State v. O'brien

Decision Date16 September 1947
Docket NumberNo. 215.,215.
Citation136 N.J.L. 118,54 A.2d 806
PartiesSTATE v. O'BRIEN et al.
CourtNew Jersey Supreme Court
OPINION TEXT STARTS HERE

Robert A. O'Brien and William P. Black were charged with conspiracy; Robert A. O'Brien, William P. Black and M. James McLaughlin were charged with conspiracy; and Robert A. O'Brien was charged with misconduct in office, and separate writs of certiorari were issued as to each indictment, which writs were consolidated. On defendants' motion to quash indictments.

Writs dismissed and motion denied.

May term, 1947, before CASE, C. J., and BURLING, J.

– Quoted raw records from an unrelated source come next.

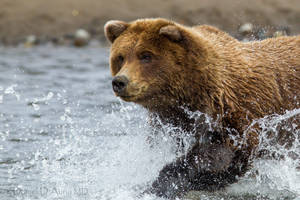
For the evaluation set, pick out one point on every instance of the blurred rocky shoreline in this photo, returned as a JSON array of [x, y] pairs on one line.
[[76, 22]]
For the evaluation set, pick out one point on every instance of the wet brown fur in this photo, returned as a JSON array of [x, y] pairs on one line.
[[209, 71]]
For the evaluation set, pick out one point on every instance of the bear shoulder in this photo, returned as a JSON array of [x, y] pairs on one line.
[[214, 33]]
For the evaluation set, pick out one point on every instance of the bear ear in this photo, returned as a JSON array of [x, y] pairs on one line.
[[172, 32], [114, 29]]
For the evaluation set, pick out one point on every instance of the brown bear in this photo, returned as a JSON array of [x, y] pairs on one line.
[[167, 68]]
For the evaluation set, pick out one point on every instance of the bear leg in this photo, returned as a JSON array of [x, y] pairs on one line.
[[205, 167]]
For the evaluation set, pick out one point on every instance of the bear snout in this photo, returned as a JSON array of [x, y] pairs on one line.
[[119, 84]]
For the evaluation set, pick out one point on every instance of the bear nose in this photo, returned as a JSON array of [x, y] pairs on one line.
[[119, 83]]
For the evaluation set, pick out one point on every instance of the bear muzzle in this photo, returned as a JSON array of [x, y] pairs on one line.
[[119, 84]]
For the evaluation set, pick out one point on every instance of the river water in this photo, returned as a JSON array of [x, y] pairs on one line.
[[64, 135]]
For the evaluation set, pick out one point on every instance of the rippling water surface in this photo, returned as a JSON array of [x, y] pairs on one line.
[[64, 135]]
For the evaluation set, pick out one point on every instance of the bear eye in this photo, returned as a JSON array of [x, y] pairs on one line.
[[120, 60], [145, 57]]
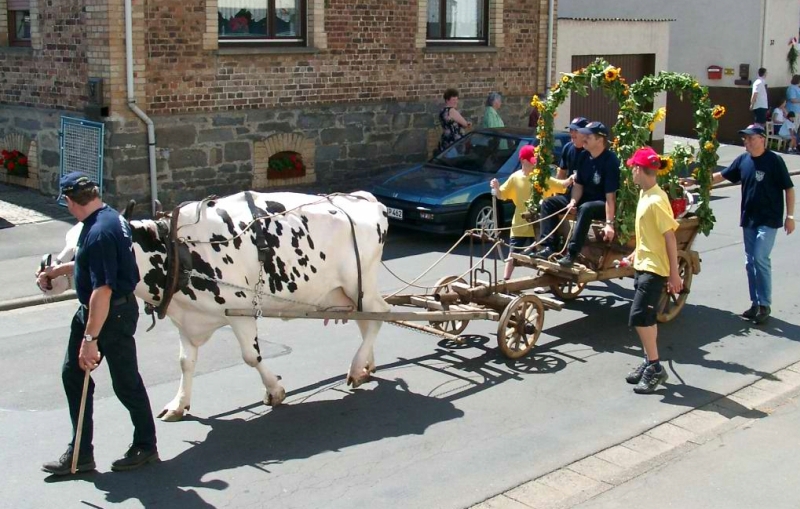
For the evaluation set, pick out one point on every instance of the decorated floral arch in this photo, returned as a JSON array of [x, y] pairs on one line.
[[632, 131]]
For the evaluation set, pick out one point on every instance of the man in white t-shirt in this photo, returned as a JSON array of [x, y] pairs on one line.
[[789, 131], [758, 101]]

Horace K. Roberson, Prosecutor of the Pleas in and for the County of Hudson, of Bayonne, and William P. Gannon, Asst. Pros., of Jersey City, for the State.

Frank G. Scholsser, of Hoboken, for defendants-prosecutors.

CASE, Chief Justice.

The motion is to quash three indictments returned by a Hudson County Grand Jury, one of them against Robert A. O'Brien and William P. Black for conspiracy, another against those two and M. James McLaughlin for conspiracy, and the third against Robert A. O'Brien, alone for misconduct in office. A separate writ of certiorari issued as to each indictment. The writs were consolidated, after return, to be prosecuted as a single case, and this motion ensues.

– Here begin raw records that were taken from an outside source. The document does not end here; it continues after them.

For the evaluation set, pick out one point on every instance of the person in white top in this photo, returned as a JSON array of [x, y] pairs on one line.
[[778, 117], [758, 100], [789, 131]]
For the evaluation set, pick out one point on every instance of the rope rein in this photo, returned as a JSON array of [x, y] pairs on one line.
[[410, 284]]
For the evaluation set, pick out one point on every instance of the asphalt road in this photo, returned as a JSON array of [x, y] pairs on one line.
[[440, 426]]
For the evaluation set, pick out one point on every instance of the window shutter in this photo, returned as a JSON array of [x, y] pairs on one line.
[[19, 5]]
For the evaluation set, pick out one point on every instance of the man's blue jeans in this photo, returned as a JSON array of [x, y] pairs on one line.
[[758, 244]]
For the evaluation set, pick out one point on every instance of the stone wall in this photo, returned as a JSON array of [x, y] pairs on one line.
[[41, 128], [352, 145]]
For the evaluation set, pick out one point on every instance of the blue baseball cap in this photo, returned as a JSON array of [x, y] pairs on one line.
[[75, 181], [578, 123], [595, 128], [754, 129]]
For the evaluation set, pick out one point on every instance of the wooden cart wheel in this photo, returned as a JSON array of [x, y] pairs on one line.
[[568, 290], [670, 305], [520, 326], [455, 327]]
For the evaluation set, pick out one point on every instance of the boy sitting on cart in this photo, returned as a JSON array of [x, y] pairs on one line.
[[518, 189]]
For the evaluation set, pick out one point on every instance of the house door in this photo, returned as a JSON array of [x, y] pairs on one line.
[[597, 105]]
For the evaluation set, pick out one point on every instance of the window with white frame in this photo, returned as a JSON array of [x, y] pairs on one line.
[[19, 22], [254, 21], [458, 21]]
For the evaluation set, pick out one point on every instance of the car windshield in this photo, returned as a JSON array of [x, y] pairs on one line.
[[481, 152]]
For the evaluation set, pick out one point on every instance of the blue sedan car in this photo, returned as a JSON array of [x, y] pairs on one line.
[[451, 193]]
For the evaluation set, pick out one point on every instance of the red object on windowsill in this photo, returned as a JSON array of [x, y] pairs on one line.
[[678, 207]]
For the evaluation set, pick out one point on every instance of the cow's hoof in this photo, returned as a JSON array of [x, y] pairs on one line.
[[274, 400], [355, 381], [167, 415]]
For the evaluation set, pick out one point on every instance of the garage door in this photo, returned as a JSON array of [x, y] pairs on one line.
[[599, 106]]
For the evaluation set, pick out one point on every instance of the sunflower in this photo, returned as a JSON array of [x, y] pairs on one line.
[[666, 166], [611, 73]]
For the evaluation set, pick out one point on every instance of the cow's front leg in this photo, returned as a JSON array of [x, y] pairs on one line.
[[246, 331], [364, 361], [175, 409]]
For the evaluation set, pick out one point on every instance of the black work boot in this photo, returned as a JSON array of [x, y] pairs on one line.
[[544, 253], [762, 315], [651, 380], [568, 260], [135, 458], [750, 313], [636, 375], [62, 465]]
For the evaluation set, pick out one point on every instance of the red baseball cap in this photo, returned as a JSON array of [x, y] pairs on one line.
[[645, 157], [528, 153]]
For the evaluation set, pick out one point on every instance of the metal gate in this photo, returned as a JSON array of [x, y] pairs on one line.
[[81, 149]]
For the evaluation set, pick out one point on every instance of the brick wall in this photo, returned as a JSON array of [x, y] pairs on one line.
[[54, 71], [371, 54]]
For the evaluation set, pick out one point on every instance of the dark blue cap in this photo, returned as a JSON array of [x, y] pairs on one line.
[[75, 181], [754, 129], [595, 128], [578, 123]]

First as to the conspiracy indictments: Robert A. O'Brien was a public official. He was clerk and executive assistant to the Board of Tax Commissioners in the Department of Revenue and Finance of the City of Jersey City. William P. Black also was a public official. He was the deputy collector of taxes in and for the City of Jersey City. Those two holders of public office in the laying and collecting of Jersey City taxes, so indictment No. 318 charges, wickedly devising and intending unlawfully and fraudulently to enrich themselves and to defraud the city, bound themselves together to obtain sums of money unlawfully and by cheating the city, whose officials they were, of tax moneys by causing taxes levied on real property to be unlawfully reduced. There were other words charging intent, corruption and conspiracy, but such is the purport of the conspiracy charge.

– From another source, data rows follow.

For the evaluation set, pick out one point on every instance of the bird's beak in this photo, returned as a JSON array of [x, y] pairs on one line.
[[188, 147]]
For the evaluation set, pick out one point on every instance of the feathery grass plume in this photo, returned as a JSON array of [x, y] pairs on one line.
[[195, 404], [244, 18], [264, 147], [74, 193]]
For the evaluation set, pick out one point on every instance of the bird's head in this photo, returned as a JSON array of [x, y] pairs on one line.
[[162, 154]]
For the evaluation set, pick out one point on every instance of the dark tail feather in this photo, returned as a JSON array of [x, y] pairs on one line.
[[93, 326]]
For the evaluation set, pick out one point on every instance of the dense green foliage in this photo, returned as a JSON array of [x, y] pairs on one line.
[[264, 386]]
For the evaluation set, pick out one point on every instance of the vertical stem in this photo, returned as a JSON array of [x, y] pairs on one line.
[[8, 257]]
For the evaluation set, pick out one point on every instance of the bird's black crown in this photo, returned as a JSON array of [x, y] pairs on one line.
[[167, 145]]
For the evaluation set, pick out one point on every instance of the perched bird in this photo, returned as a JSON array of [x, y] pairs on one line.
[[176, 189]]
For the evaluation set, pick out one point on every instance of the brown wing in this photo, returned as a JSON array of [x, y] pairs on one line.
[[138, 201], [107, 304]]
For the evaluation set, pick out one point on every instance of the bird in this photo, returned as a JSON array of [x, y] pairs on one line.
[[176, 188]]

The indictment enumerates 33 specified instances-overt acts-wherein that conspiracy was given effect and was manifested. One of those detailed instances is that O'Brien, without the concurrence of the Board of Tax Commissioners, whose clerk and executive assistant he was or of the city assessor on January 7, 1941, in furtherance of the conspiracy and to effect the object thereof, caused to be executed and filed a stipulation with the New Jersey State Board of Tax Appeals agreeing to a reduction in the amount of $400 in the 1939 assessment of a property assessed against the Hudson City Savings Bank and that the State Board render judgment accordingly. Another was a like incident on January 7, 1941, with respect to the 1940 assessment on the same property with the same owner, the reduction being $1,500. Another was for a like incident on the same day so to another lot but with the same owner whereon the reduction was $200. Thus, incident by incident, fully detailed, the indictment sets up 33 instances in which O'Brien in the years 1941 and 1942, in furtherance of the conspiracy and without the concurrence or authority of the city assessor or of the Board of Tax Commissioners, filed consents with the State Board of Tax Appeals agreeing that that body should enter judgments reducing assessments, levied against the Hudson City Savings Bank. The indictment proceeds to enumerate three further overt acts alleged to have been in furtherance of the conspiracy, namely, that the said William P. Black did receive and take from Hudson City Savings Bank, on July 15, 1940, $500 for his services rendered in securing the said tax reductions; so $500 on July 14, 1941, as like compensation; and, so, $500 on July 14, 1942, as like compensation.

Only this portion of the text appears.